Le n° 4 de Signo, imprimé avant les jours d’émeutes du 18 juillet, présente une « Offrande de la jeunesse à son Caudillo » assortie de ce conseil à Franco (caudillo =seigneur de guerre, chef, le qualificatif attribué couramment à Franco) :
« Recherchez dans le ciel le tracé à jamais gravé de votre chemin.
Avec saint Jacques cavalier, élargissez le domaine du christianisme.
Nous sommes à vos côtés dans cette mission. »
Dans ce même numéro cette prière « Face à saint Jacques » :
« Tous ceux qui luttent pour l’honneur hispanique, faites-les pèlerins…
à l’heure où nous allons lever la grande croisade, la reconquête du monde,
pour le Christ, par la force et la foi de l’âme espagnole ».
Le grand mot de « croisade » est lâché.
Depuis son premier numéro, Signo prédisait que la victoire coïnciderait avec l'Année jubilaire 1937, adoptant la devise du pèlerin médiéval :
« Et ce sera. Parce que Dieu et saint Jacques y aident ».
Et, dès le début des hostilités, chaque quinzaine la revue publiait un tableau d’honneur des jeunes de l’Action catholiques tués au combat, sous le titre : « Offrande éternelle : ceux qui sont venus à saint Jacques ».
La même année,Franco ordonne la reprise du versement de l’Offrande de la Nation, supprimée par la République (décret 325 du 21 juillet 1937) :
L’Apôtre saint Jacques est reconnu comme étant le saint Patron de l’Espagne, et
le 25 juillet de chaque année devient un jour de fête où un tribut lui sera versé au moyen d’offrandes
dont les proportions et les formes furent fixées en leur temps
par le Brevet Royal du 7 juillet 1643 et le décret du 28 janvier 1875.
Le Pape Pie XI décide de prolonger l’Année Sainte en 1938. La revue Signo relate :
« Sa Sainteté le Pape Pie XI donne à l’Espagne une preuve d’amour exceptionnelle.
Pour la première fois dans l’histoire se prolonge l’Année Sainte de Compostelle, afin que, si la guerre prend fin,
les jeunes de l’Action Catholique Espagnole puissent réaliser leur souhait le plus cher ».
La guerre se termine le 1er avril 1939. Le quotidien phalangiste Arriba du 25 juillet 1939 écrit :
« Le saint espagnol doit être un saint équestre à qui le Dieu des batailles, Saint Jacques n’en a pas donc fini pour autant : « son nouveau patronage : la révolution national-syndicaliste est maintenant la grande entreprise de l'Espagne.

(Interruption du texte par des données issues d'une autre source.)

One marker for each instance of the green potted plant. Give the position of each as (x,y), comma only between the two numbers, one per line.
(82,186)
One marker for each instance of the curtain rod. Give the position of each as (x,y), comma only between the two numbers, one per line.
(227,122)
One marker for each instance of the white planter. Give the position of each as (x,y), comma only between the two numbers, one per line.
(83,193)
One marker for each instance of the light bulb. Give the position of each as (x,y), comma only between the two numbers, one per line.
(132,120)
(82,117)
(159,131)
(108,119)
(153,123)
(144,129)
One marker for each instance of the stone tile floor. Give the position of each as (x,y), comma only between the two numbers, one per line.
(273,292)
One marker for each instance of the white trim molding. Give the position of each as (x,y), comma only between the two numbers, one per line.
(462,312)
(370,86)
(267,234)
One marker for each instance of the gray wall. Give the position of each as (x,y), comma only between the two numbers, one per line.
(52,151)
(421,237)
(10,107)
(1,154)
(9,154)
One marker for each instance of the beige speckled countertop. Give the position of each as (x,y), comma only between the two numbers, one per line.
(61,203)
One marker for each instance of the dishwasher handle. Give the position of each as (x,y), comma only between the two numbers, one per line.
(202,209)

qui est celui du ciel tonnant de l’Ancien Testament, prête assistance ».>
Et dans cette entreprise, la jeunesse, entièrement présente, offrant la vie et la mort, voit à la place d'honneur le capitaine de Jésus-Christ ».
La peinture murale du peintre bolivien Arturo Reque Meruvia (1906-1969) résume la guerre civile. Elle date de 1948 et son titre est ALEGORIA DE FRANCO Y LA CRUZADA.